Andere soorten conidae dringen niet door het oppervlak van hun prooi en geven gif af, maar na ontlading hebben ze een snelle veerachtige beweging, waardoor ze het contactoppervlak kunnen grijpen en vasthouden, waardoor de prooi aan de tentakels of het oppervlak wordt vastgehouden..

Cnidocyten hebben een locomotorische functie in sommige hydroïden. In hydra's zorgt de afvoer van de cnids ervoor dat ze zich kunnen hechten aan een substraat vanuit de tentakels of de mond, de stengel buigen en de basale schijf losmaken, om de basis op een andere plaats te bevestigen en te verplaatsen.

Types

Enkele kenmerken van cnidocyten, zoals de diameter en lengte van de filamenten, het aantal en de locatie van adhesieve structuren zoals stekels en stylets, naast de functie van de cel, maken het mogelijk dat cnidocyten in verschillende typen worden ingedeeld..

De verschillende soorten cnidocyten die worden geclassificeerd, zijn gerelateerd aan de verscheidenheid aan cnido die u heeft. Deze verschillende cnids zijn ook van groot taxonomisch belang. Over het algemeen worden ze geclassificeerd als stekend of doordringend, omhullend en bindend.

De meest voorkomende cnid of cnidocyst is de nematocyst, die een gloeidraad heeft die in staat is om gif te penetreren en af ​​te geven.

Enkele van de meest bestudeerde soorten cnids zijn de spirocysten en optische cysten, waarvan de filamenten geen stekels en gif hebben. Spirocysten hebben een adhesieve functie en optische cysten, die alleen in anemonen aanwezig zijn, functioneren bij de constructie van de buisjes waarin deze dieren leven..

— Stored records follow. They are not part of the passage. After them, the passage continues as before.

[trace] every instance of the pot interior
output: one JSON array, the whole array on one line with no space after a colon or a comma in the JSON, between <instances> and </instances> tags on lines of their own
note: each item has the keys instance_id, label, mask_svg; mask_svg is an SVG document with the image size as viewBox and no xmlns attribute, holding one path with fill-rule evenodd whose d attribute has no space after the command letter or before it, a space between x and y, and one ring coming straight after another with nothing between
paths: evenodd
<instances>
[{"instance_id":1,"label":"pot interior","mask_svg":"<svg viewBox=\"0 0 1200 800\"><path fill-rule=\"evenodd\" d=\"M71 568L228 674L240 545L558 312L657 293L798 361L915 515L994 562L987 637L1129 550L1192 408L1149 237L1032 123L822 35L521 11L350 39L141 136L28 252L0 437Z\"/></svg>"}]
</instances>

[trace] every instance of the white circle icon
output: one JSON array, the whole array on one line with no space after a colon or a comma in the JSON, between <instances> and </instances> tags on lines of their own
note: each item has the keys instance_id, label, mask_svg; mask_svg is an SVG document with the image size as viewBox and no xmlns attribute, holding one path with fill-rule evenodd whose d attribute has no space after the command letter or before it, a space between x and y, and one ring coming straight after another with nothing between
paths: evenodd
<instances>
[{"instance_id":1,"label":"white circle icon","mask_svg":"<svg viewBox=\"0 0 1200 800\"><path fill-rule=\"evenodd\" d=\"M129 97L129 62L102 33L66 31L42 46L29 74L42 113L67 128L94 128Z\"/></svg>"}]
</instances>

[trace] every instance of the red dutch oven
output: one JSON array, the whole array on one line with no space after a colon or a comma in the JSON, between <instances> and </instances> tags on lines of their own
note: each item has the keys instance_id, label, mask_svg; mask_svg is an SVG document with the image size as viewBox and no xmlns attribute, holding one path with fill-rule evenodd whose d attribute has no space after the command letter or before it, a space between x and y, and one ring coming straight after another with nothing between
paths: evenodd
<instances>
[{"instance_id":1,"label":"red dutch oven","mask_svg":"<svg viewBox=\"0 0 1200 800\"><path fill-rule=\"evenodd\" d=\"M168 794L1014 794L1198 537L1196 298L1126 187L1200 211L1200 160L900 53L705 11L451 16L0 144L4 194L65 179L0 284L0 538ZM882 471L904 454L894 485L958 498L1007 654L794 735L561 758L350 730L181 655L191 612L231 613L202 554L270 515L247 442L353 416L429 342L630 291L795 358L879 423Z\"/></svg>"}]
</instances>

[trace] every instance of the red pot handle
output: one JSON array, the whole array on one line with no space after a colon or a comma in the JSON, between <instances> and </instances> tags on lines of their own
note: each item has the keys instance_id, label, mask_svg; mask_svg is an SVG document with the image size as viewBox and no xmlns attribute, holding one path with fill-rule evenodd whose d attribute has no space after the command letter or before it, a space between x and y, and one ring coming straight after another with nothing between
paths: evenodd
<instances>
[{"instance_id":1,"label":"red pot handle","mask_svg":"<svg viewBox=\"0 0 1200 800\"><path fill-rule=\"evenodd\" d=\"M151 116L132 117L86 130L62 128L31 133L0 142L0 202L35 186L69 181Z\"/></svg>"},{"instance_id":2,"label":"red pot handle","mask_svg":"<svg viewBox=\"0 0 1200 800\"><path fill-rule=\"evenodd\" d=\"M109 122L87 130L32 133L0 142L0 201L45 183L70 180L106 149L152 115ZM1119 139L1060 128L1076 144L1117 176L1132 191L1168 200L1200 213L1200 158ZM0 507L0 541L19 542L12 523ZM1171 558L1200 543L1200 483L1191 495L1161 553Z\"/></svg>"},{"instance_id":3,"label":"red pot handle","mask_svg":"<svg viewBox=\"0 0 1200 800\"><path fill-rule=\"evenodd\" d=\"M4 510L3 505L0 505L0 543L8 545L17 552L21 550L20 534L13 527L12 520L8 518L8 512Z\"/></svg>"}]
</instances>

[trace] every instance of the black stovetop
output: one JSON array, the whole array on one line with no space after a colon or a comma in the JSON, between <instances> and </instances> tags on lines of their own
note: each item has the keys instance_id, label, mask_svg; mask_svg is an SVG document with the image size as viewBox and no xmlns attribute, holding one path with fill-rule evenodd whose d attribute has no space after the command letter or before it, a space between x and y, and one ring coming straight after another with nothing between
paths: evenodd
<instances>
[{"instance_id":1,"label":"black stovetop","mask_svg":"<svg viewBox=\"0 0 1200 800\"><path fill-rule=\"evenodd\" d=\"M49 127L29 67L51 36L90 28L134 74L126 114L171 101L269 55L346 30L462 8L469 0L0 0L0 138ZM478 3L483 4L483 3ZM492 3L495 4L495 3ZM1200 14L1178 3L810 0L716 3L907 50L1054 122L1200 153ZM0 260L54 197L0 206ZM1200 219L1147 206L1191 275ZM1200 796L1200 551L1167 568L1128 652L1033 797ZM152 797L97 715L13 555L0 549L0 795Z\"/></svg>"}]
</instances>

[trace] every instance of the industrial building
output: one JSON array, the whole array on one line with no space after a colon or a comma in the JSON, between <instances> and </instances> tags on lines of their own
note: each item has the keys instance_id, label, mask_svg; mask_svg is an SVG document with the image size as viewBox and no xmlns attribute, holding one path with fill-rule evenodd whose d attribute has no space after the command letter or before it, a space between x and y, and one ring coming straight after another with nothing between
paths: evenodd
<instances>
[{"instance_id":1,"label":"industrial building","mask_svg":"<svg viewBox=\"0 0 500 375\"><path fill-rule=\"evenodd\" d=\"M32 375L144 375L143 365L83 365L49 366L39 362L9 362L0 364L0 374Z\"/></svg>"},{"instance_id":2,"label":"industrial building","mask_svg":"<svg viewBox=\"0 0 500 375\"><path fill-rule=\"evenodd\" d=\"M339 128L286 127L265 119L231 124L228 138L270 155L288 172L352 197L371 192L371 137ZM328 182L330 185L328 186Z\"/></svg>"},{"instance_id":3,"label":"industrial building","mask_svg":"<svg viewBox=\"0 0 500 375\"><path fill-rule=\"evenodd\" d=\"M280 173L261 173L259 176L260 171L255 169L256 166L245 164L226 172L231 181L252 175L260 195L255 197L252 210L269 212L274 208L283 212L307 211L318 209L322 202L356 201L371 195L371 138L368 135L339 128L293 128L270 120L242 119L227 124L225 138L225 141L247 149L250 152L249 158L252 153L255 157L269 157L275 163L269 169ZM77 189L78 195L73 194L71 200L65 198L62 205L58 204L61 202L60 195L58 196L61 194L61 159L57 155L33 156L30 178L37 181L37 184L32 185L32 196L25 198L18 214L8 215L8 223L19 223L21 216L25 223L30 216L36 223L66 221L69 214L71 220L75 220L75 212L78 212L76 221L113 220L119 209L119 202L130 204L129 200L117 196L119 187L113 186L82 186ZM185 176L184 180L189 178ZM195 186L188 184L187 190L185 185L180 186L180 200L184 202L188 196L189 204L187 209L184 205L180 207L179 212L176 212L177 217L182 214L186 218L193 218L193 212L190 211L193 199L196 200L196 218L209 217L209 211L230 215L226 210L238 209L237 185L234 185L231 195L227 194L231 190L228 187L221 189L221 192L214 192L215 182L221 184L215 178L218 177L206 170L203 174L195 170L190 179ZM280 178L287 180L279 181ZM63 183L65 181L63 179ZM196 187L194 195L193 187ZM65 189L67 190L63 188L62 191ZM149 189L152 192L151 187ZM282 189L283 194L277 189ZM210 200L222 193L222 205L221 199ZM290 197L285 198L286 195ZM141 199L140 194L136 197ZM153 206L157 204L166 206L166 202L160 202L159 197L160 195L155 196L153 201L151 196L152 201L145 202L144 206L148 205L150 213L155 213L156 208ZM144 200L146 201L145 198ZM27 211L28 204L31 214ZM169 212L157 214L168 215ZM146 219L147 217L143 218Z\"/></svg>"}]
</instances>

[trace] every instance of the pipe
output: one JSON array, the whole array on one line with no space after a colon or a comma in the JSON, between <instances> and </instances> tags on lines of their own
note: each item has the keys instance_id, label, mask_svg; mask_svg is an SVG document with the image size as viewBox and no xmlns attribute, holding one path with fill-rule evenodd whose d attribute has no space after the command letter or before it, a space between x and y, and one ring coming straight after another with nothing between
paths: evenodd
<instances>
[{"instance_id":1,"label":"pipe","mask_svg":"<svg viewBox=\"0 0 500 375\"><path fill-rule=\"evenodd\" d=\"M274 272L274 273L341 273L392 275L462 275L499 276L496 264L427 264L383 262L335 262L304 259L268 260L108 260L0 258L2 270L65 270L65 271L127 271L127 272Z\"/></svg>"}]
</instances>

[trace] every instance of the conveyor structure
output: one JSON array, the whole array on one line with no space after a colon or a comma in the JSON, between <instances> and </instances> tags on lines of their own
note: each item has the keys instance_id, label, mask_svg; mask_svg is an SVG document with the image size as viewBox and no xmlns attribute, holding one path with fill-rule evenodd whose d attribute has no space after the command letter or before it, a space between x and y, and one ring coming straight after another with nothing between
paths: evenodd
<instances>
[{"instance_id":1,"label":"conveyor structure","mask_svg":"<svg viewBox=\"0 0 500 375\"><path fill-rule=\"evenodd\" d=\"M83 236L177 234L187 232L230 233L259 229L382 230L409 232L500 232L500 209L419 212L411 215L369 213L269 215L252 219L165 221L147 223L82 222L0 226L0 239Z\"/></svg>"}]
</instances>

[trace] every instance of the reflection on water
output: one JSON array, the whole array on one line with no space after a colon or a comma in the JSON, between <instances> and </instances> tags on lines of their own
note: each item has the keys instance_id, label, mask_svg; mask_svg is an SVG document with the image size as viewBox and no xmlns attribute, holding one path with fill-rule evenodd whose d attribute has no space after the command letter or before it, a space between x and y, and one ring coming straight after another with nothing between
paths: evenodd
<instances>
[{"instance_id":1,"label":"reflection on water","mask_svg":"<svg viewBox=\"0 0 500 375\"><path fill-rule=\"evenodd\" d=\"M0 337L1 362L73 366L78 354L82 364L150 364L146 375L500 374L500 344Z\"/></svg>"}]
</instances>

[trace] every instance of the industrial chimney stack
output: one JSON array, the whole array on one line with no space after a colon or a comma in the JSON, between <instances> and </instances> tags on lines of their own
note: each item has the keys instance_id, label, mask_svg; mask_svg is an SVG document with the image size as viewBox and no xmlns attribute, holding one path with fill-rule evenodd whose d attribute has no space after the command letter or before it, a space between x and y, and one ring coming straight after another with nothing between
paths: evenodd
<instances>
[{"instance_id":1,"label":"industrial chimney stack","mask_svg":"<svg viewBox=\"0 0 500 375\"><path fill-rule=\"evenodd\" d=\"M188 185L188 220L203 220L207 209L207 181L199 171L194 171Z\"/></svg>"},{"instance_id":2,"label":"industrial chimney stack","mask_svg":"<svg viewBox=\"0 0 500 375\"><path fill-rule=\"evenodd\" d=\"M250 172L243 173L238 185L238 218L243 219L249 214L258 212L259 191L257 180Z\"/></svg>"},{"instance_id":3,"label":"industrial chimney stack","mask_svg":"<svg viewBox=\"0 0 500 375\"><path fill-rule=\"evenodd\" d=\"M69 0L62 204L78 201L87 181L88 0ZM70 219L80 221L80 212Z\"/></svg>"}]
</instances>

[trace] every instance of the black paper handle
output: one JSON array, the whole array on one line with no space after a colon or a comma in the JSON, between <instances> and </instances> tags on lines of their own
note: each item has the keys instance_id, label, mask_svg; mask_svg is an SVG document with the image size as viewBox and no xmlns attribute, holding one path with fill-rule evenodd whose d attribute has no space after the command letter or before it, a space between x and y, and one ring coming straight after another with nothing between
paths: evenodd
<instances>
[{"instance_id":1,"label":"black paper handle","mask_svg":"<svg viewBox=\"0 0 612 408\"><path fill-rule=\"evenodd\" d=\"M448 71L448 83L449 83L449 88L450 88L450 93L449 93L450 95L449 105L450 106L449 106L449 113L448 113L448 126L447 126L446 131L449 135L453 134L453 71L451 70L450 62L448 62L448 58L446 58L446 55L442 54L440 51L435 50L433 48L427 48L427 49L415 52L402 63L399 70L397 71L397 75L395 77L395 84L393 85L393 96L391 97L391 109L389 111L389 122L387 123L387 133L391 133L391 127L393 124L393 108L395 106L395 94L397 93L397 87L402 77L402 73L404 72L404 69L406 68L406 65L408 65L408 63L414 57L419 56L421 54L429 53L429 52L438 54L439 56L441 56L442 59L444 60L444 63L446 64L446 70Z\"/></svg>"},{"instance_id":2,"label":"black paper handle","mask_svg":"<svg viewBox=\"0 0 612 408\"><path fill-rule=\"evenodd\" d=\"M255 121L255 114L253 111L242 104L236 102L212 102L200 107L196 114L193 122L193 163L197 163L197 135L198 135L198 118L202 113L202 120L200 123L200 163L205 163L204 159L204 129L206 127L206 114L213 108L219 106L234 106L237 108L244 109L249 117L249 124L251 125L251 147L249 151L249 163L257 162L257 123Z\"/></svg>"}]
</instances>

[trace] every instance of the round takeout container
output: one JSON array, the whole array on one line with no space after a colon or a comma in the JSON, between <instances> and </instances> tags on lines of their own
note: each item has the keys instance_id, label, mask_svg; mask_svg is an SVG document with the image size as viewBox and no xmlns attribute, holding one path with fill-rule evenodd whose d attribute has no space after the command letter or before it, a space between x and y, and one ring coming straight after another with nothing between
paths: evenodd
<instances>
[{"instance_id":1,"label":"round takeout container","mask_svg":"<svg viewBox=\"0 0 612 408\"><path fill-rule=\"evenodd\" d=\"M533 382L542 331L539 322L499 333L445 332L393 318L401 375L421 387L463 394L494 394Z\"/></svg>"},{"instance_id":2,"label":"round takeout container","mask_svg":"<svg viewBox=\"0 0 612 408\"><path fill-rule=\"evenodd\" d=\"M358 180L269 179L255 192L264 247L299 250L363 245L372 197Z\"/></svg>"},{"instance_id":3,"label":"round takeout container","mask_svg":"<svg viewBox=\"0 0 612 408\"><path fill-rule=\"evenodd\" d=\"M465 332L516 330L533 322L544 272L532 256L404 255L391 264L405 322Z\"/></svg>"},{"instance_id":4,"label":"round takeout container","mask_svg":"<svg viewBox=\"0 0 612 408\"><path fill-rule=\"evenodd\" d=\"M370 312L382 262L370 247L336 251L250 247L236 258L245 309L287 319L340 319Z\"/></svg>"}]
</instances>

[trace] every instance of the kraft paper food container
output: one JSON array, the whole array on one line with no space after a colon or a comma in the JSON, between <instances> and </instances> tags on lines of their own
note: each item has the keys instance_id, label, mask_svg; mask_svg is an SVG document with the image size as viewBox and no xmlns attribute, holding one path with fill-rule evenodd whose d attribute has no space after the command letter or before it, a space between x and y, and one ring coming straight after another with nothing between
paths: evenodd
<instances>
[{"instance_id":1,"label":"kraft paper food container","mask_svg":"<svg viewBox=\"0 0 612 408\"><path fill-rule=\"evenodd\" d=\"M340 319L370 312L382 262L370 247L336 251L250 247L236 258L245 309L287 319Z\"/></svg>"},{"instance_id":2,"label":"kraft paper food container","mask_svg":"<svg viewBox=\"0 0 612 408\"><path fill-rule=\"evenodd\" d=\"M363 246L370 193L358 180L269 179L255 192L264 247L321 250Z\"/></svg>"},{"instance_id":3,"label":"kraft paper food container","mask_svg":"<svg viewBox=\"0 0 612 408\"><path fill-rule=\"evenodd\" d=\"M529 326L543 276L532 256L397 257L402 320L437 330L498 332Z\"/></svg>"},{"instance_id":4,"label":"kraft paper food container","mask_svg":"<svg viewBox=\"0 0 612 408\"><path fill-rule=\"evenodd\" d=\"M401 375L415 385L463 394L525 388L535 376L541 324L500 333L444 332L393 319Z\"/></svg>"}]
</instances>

Andere cnidocysten die in sommige cnidarians aanwezig zijn, zijn haplonemen, met filamenten die uiteinden van verschillende vormen hebben, ropalonemen en spironemen..

De karakterisering en beschrijving van de soorten cnidocysten die aanwezig zijn in een bepaalde soort cnidarian staat bekend als cnidoma..

Referenties

  1. Anderson, P. A., & McKay, M. C. (1987). De elektrofysiologie van cnidocyten. Journal of experimentele biologie, 133 (1), 215-230.
  2. Brusca, R. C., en Brusca, G. J. (2003). Ongewervelden (Nr. QL 362. B78 2003). Ed Basingstoke.
  3. Genzano, G. N., Schiariti, A., & Mianzan, H. W. (2014). Cnidaria. Mariene ongewervelde dieren. Stichting Félix de Azara, Buenos Aires, 67-85.
  4. Hickman, C. P. (2008). Dierlijke biologie: geïntegreerd principe van zoölogie. Ed McGraw Hill.
  5. Ruppert, E. E., & Barnes, R. D. (1996). Ongewervelde zoölogie Zesde editie. Fort Worth: Saunders College Publishing.
  6. Zenkert, C., Takahashi, T., Diesner, M. O., & Özbek, S. (2011). Morfologische en moleculaire analyse van de Nematostella vectensis cnidom. PloS een, 6 (7), e22725.

Niemand heeft nog op dit artikel gereageerd.